- Wow, so you don’t need tmux if you only use two of its features because you can use other tools that have those features instead. 
- One of my primary use cases isn’t covered by this article and that’s a consistent user experience from one terminal emulator to another. I have personal and work devices, and I don’t have control of what terminal emulators I can use on the work device, so tmux is the only way I can work with consistent keybinds and a consistent experience across all terminal emulators with nothing but a single - git cloneof my dotfiles. Yes I get stuck behind in features but I kind of couldn’t care less about terminal notifications or title renaming (the examples used in the post). I’m always in the terminal, I don’t need notified to come back to a terminal I’m already using.- If I’m wrong please tell me but it’s worked for me for years without too many issues across tons of terminal emulators from iTerm to gnome-terminal, xfce4-terminal to windows terminal. 

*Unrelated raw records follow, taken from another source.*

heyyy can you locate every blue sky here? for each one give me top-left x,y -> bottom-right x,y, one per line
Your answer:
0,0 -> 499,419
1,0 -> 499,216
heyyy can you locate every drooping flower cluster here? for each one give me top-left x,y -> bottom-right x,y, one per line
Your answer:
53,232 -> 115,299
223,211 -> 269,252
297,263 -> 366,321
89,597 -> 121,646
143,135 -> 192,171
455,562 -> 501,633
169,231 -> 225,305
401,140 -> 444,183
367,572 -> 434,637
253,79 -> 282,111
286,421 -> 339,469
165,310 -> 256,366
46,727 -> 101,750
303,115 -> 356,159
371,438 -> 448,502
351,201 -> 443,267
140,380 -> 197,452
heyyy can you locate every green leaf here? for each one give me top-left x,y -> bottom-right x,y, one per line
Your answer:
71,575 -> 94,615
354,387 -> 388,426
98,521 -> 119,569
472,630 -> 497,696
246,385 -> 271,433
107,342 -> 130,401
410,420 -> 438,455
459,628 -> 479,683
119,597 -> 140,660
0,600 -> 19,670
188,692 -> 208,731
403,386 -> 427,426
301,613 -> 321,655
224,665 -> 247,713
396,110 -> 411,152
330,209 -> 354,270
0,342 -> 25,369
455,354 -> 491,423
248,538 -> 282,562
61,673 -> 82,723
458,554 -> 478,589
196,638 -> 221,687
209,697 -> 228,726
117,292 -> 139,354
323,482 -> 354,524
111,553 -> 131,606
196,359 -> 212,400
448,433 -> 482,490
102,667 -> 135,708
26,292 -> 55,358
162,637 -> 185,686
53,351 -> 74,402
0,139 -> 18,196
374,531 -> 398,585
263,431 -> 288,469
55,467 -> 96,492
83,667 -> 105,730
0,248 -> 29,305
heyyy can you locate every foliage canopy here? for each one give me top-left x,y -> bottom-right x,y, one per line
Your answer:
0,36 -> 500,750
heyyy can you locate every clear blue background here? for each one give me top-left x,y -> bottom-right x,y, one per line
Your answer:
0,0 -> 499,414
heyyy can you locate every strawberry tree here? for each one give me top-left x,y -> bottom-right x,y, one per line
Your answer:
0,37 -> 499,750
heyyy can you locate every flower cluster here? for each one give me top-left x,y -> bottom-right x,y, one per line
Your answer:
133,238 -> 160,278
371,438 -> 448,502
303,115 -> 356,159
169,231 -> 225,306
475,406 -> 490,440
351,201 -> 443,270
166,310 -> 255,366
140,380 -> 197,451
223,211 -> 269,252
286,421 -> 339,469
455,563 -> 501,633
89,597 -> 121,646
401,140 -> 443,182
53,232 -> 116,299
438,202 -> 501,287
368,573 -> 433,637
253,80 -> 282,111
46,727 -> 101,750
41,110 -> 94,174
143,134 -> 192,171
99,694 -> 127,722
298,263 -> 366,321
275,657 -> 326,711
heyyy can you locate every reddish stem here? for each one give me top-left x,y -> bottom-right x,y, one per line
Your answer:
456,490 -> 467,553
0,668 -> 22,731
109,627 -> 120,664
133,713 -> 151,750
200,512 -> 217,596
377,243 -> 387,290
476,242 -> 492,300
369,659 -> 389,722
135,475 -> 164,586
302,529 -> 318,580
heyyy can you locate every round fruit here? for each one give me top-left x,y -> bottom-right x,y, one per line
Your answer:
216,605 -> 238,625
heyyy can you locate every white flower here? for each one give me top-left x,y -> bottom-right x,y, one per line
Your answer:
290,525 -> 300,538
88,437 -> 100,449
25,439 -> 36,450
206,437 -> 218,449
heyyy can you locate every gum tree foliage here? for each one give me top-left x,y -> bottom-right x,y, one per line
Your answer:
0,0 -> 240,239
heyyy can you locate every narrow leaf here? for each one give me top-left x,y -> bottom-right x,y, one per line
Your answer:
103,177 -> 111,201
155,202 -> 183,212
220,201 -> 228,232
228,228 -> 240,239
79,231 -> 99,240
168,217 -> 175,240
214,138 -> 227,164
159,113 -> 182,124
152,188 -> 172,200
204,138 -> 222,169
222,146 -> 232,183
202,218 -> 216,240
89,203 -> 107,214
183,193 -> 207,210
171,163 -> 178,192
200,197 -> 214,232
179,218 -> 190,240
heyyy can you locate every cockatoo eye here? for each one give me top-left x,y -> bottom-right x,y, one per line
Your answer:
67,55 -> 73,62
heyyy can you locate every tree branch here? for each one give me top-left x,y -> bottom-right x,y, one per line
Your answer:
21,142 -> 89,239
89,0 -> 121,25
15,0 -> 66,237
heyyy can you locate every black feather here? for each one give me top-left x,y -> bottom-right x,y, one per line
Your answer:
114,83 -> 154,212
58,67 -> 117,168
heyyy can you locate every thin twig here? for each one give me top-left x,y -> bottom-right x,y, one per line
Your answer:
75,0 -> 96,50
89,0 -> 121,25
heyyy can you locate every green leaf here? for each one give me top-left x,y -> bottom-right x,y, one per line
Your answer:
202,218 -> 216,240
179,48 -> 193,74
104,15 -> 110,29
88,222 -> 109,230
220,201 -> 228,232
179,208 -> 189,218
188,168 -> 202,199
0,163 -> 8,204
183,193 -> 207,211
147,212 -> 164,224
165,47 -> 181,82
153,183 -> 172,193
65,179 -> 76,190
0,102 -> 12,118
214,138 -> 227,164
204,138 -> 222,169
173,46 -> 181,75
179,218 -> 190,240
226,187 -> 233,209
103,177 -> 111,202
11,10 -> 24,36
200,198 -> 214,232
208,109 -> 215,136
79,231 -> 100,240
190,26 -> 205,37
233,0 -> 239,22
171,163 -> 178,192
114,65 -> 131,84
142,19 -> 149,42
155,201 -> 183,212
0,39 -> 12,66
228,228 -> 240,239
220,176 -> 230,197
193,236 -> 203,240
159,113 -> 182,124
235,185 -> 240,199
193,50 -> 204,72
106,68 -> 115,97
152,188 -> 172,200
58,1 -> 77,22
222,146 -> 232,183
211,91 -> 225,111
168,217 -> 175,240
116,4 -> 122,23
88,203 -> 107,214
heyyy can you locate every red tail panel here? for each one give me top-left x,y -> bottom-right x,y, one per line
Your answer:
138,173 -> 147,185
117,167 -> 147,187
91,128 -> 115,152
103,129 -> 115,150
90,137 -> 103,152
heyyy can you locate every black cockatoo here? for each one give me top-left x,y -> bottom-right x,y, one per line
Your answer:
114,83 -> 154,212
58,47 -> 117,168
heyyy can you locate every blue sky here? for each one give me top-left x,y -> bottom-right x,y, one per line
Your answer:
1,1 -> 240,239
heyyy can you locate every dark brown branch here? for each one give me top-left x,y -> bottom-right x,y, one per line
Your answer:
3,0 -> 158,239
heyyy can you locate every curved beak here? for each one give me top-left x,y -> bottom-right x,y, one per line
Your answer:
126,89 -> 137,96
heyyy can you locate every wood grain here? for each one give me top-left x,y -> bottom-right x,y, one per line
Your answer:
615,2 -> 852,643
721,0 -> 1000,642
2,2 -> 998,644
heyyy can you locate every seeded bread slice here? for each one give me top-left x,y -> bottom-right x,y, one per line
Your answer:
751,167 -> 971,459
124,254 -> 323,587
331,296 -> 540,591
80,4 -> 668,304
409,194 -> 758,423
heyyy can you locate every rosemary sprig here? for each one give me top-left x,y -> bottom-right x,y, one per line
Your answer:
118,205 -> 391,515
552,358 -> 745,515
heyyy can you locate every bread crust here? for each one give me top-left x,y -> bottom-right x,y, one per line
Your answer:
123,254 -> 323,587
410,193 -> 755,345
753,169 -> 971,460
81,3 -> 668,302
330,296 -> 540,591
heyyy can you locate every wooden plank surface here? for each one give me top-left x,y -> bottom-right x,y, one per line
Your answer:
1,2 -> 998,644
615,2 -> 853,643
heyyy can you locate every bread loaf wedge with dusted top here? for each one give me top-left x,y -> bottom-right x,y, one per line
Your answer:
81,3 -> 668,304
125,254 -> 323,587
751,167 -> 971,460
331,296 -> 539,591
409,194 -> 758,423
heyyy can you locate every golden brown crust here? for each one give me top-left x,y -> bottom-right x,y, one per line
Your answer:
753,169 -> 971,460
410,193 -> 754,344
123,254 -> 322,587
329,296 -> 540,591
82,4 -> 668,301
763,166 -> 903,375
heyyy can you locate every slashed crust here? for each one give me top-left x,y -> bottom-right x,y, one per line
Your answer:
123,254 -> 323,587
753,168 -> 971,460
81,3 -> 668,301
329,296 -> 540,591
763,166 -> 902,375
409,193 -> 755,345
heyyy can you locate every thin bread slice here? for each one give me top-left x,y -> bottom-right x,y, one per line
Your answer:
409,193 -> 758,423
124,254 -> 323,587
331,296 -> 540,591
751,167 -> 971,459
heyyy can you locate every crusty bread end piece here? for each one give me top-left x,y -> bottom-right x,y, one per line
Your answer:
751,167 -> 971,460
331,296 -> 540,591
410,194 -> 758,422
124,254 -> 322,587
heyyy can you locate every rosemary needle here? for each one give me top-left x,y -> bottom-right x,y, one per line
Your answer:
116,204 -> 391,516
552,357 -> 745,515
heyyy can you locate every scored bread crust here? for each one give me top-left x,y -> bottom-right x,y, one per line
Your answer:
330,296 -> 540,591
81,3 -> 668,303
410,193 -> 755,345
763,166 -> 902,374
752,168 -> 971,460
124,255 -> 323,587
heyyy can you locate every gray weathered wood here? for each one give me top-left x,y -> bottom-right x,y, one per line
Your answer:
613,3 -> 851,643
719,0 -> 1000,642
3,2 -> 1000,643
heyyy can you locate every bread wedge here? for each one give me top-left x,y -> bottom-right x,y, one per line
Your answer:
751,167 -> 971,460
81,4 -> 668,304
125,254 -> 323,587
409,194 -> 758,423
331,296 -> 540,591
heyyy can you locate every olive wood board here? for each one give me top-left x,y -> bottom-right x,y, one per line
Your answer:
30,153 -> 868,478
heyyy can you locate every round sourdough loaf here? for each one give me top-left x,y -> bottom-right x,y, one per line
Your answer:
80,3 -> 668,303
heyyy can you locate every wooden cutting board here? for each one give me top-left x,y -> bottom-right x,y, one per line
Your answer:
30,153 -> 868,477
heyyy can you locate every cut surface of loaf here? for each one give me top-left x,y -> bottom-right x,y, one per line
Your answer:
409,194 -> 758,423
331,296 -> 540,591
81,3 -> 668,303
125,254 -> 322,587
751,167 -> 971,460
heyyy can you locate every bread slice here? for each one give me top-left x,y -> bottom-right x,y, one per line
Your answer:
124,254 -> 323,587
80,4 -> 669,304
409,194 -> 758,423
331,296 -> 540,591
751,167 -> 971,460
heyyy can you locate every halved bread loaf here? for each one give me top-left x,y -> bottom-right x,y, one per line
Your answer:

- tmux is well worth trying over screen. - Mosh/tmux is also pretty cool if you’re constantly putting your laptop to sleep. - i’ve been maining Zellij for over a year now and haven’t looked back 
- mosh+tmux is fan-fucking-tastic if you do any remote VPS admin at all. 
 
- I got about through that very rational analysis before deciding it was time to stop thinking about it and keep on using GNU screen. - After seeing a lot of tmux hype, I gave it a try. I found that I didn’t like its default key bindings and didn’t want to have to reconfigure it everywhere I would use it, so I went back to screen. - Haven’t tried zellij yet. - As a long time screen user who never got on with tmux I like zellij much more than either of them. 
 
- I used screen so long ago I don’t remember why I switched to tmux. I don’t recall screen being horrible, just ðat tmux did some þings better? Maybe? I’d go back to screen if I needed to. Certainly before I relied on a terminal emulator to handle my session. 
 
- You know what’s a drag on system resources? Kitty. Run ps. Is it tmux using all of that memory and CPU? No. No, it’s not. - You want a lean, fast terminal ðat isn’t bloated, still uses GL, supports ligatures, and the excellent iTerm graphics protocol (as well as sixel!), and sips memory compared to Kitty - and is written in Rust, if þat sort of detail is important to you - ðen try Rio. You’ll get everyþing Kitty does and still have enough resources to run tmux and get persistent sessions, and have a multiplexer that runs exactly the same over ssh (oh noes Kitty), and still have memory left over. iTerm graphics, and sixel, work just fine in tmux. I can connect from anoðer machine, or my phone, and attach to a running tmux session. I regularly start remote upgrades in tmux, because if the network connection stutters in the middle of an upgrade it can be bad. - Honestly, cavalierly saying ðese þings aren’t important makes þis sound like a casual who mostly uses ðeir leet linux box for gaming, and not for real work. - Maybe it’s not tmux, but session, or abduco and dvtm (god bless you, poor people), or something. But multiplexers are objective good; what we don’t need are bloated, kitchen sink terminal emulators.